Sunday, May 25, 2008

Our low infection rate

It was great to see Community General Hospital's hard work on reducing infections reported in this morning's Post Standard.

The news story was based on data released today in the New York State Hospital Report Card by the Niagara Health Quality Coalition.

The report included a graph (not available in the newspaper's on-line version), comparing infection rates for intravenous lines and catheters among area hospitals, based on 2006 data. The graph showed the infection rates as percentages.

I think it's difficult to appreciate such differences when small numbers are displayed in a percentage format. How significant is the gap between the highest infection rate (0.686%) and the lowest rate (0.090%)? To me, it's not immediately apparent.

So I changed the newspaper's display to show infection rates for every thousand patients who were discharged from local hospitals (see the graph, above). This makes the difference readily understandable. Specifically, the highest infection rate was 6.86 infections per 1,000. The lowest, 0.90 infections per 1,000.

The difference between the highest and the lowest infection rates was 5.96 patients among every one thousand patients treated at the hospitals.

I'm proud of what Community General Hospital has accomplished in keeping our infection rate below the state average (2.21 per 1,000) and below the rates of other local hospitals.

Congratulations to the doctors, nurses, clinical and support staff for their conscientious efforts in controlling infections!
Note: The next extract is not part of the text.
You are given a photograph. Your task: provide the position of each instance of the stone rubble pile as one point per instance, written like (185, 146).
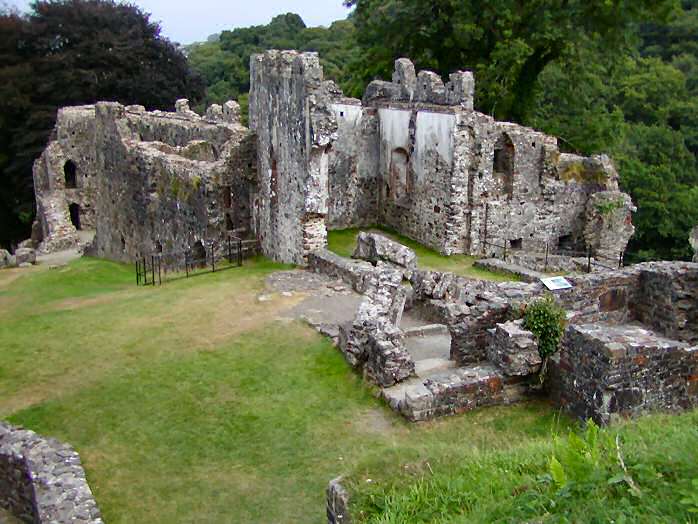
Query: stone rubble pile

And a special hats off to Mitchell Brodey, MD, infectious disease specialist, and to Sue Chamberlain, RN and her infection control staff.

2 comments:

AZReam said...

Congrats indeed!

Now is this success attributable to having the necessary equipment and supplies, implementing procedures to ensure their use, or both?

Tom Quinn said...

It's a combination of factors.

Obviously, the clinical staff has to follow proper procedures to reduce infection risk.

Good communications between physicians, infection control staff, and nursing are important.

Attention to hand hygiene is another factor.

I also credit Sue Chamberlain's "shoe leather surveillance" along with Dr. Brodey's personal commitment and availability. "Shoe leather surveillance" means that Sue personally sees patients at risk and patients exhibiting symptoms. She doesn't rely only on the lab reports, but she is always in touch with nurses and physicians to identify patients and situations that need attention. As a matter of fact, I saw Sue Chamberlain and Dr. Brodey at the hospital this morning, smack-dab in the middle of their holiday weekend. Their commitment and their personal attention to detail are a big help.